I live in North Central Arkansas, right on the MO line, and smack-dab in the middle. 2 hrs from Springfield, MO. I'm looking for some 3/4" cabinet grade plywood as well as some 1/4" qtr sawn white oak plwd. For a kitchen cabinet project. Does anyone on the forum live in this region and have any idea where I might be able to buy some? I moved here a few years ago and don't know where I would find it. The stock at the big box home centers isn't even close to what I want.

Thanks, in advance for the help.


----------



## Rick Dennington (Aug 27, 2009)

Greetings Denis:
I live in Lakeview, Ar. just past the Bull Shoals Dam going to Mt. Home. You can go to my home and look up my info on my page, and also take a look at my woodshop. We are practically neighbors (some 15-18 miles apart). I don't know of any place around here where you can get cabinet-grade ply w/o ordering it. I have a couple of places I get my ply. One is Hogans Woods in Little Rock. If you buy $300 worth of materials (woods) from them, they will deliver it free to your door. Nothing in Mt. Home that I know of, unless you try some cabinet shops. I haven't used cabinet-grade, but I get oak, BBply, and other woods from around the area. I have 2-3 places to order hardwoods, also. Drop me a PM and I"ll give you some information on woods if you need it. Glad you made it to Ljs. A good source for imformation on woodworking… See ya, neighbor…!!!!!


----------



## DrDirt (Feb 26, 2008)

See about deliver from Liberty Hardwoods in Kansas City MO. Their retail division is Metro Hardwoods in Independence, MO.

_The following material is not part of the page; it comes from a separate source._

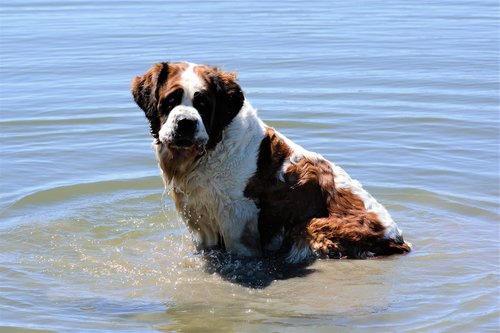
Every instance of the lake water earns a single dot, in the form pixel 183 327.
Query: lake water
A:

http://www.metrohardwoodsinc.com/

Good price, good quality and great service form Jeff. They delivered a load of stuff to Salina Kansas, ~180 miles from them for 40 bucks but I think they deliver in this area (Crestwood Cabinets). Basically Liberty Hardwoods is a large wholesaler - so you cannot pick through the boards - just order and get it. Metro Hardwoods is more service oriented, and is now starting to offer classes in their store in Independence, MO. WHen I got my delivery (From MEtro hardwoods) it was on a Liberty Hardwoods truck, so they might Piggyback stuff to you.


----------



## BillWhite (Jul 23, 2007)

Hogan is a very good supplier. They know thier stuff.
Bill


----------



## ajosephg (Aug 25, 2008)

You might also give UTC Hardwoods in Springfield, MO a call.

Welcome to Lumberjocks from NW Arkyland.


----------